At the Amundsen’Scott South Pole Station, most personnel leave by the middle of February, leaving a few dozen “winter-overs” (mostly support staff plus a few scientists) who keep the station functional through the months of Antarctic night. The winter personnel are isolated between mid-February and late October. After the last flight has left for the winter, an annual tradition is a double feature viewing of The Thing and The Shining.

So, following yesterday’s blog on The Shining, its only right to examine John Carpenter’s The Thing next. Based on John W. Campbell, Jr.’s novella, Who Goes There?, the movie is about a parasitic , extraterrestrial lifeform that assimilates organisms at the molecular level, thus allowing it to mimic the host phenotypically.

Set in Antarctica, The Thing begins with a Norwegian helicopter pursuing an Alaskan malamute to an American research station. When the last surviving Norwegian is shot and killed, the Americans go to the Norwegian base only to find it burned to the ground. MacReady and the crew learn that the Malamute was alien, and before they could kill it, the thing begins to assimilate the other dogs and members of the research team.
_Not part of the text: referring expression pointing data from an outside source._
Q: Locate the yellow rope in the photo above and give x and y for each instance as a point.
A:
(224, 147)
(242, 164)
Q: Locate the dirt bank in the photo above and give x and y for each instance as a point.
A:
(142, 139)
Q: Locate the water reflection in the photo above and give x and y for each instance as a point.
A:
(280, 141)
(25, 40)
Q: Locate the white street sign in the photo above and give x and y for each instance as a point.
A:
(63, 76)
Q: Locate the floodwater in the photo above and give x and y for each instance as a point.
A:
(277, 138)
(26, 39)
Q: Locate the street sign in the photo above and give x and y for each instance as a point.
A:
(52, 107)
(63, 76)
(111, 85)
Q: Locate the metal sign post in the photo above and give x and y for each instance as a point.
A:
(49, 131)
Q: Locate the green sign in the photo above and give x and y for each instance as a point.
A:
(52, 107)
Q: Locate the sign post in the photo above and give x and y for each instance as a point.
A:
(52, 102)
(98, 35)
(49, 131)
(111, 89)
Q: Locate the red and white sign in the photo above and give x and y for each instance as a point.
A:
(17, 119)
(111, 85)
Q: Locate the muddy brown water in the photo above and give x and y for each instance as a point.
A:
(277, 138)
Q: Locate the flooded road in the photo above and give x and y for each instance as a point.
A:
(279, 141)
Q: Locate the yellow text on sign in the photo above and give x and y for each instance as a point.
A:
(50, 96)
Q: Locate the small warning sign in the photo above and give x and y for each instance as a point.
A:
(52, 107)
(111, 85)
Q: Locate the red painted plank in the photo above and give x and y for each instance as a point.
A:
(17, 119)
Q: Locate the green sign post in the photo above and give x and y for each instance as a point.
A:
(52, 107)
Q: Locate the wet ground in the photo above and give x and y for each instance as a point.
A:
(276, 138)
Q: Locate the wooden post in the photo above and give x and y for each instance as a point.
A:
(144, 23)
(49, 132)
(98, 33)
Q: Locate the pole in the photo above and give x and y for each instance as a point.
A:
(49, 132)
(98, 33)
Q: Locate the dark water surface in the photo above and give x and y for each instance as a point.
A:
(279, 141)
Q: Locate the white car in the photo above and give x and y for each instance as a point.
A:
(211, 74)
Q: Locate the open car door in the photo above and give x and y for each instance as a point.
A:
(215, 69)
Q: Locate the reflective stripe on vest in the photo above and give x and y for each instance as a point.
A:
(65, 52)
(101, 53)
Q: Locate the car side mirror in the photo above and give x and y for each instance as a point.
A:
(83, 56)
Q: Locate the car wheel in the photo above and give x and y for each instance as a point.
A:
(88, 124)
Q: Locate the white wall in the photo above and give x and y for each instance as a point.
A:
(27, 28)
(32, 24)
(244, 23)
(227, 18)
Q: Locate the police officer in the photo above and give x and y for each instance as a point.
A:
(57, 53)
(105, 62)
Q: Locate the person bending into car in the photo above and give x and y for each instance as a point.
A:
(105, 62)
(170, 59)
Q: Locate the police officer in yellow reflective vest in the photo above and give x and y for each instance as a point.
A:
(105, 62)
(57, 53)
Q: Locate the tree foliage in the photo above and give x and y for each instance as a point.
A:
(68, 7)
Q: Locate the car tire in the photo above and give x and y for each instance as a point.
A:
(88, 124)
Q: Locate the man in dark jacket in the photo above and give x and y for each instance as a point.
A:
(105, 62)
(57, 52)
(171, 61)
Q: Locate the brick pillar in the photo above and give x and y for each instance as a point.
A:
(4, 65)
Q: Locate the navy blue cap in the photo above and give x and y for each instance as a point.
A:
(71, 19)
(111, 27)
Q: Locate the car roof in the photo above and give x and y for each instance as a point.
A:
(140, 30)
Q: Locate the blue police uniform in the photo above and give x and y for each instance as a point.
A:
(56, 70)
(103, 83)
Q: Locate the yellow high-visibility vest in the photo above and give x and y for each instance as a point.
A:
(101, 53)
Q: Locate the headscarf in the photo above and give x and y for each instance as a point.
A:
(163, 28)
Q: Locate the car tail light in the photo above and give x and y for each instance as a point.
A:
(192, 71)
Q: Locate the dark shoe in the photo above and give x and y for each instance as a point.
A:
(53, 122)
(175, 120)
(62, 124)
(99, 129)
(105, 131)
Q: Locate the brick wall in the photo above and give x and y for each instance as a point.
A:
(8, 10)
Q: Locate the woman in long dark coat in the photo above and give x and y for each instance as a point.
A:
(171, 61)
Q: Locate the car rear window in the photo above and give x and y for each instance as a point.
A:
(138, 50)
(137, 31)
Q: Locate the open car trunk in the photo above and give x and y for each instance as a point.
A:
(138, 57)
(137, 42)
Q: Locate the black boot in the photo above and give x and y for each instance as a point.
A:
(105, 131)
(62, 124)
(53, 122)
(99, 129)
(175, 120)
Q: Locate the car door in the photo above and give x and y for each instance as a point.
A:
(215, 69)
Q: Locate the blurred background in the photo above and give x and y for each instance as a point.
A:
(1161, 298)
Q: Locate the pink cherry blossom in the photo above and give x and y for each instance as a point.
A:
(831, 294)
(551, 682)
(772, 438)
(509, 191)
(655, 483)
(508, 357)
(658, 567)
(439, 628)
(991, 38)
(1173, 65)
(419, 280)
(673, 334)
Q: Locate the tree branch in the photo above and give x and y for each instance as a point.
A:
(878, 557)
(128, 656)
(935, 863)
Considered by Carpenter to be the first part of an apocalyptic trilogy along with Prince of Darkness and In the Mouth of Madness, The Thing pays homage to Dracula, depicting the trials of MacReady (modern day Van Helsing), who leads the team as they try to capture and kill the inhuman scourge before it can hibernate and move beyond the continent.

THE PSYCHIATRY OF THE THING

We discover that the thing was trying to freeze itself and hibernate, thus introducing the notion of dyssomnias; sleep abnormalities in the amount, quality, or timing of sleep involving abnormalities in mechanisms generating sleep-wake states (as opposed to parasomnias which are abnormal behaviors occurring in association with/around the time of sleep such as sleep walking). One dyssomnia, Non-24 Hour Sleep-Wake Type (a Circadian Rhythm Sleep-Wake Disorder), is characterized by abnormal synchronization between the 24-h light-dark cycle and the endogenous circadian rhythm. Given that a) the setting of the film is the Antarctic night, b) the alien’s circadian rhythm is longer than 24 hours, c) the alien needs to hibernate, The Thing may be viewed as an exercise in the Sleep-Wake Disorders.

The Thing can also be interpreted as a case study of “mass paranoia;” with imminent danger behind every familiar face, the film oscillates between hypervigilance and Shared Psychotic Disorder. For example, Blair becomes increasingly paranoid, calculating that if the alien escapes Antarctica, all life on earth will be assimilated within a few years.
In the final scene, MacReady and Childs watch the camp burn and acknowledge the futility of their distrust and share a bottle of scotch. The ambiguous ending is clarified 30 years later by Joss Whedon; in The Cabin in the Woods, the scene revealing the “Fail” in Sweden most likely reveals the cataclysmic outcome of The Thing.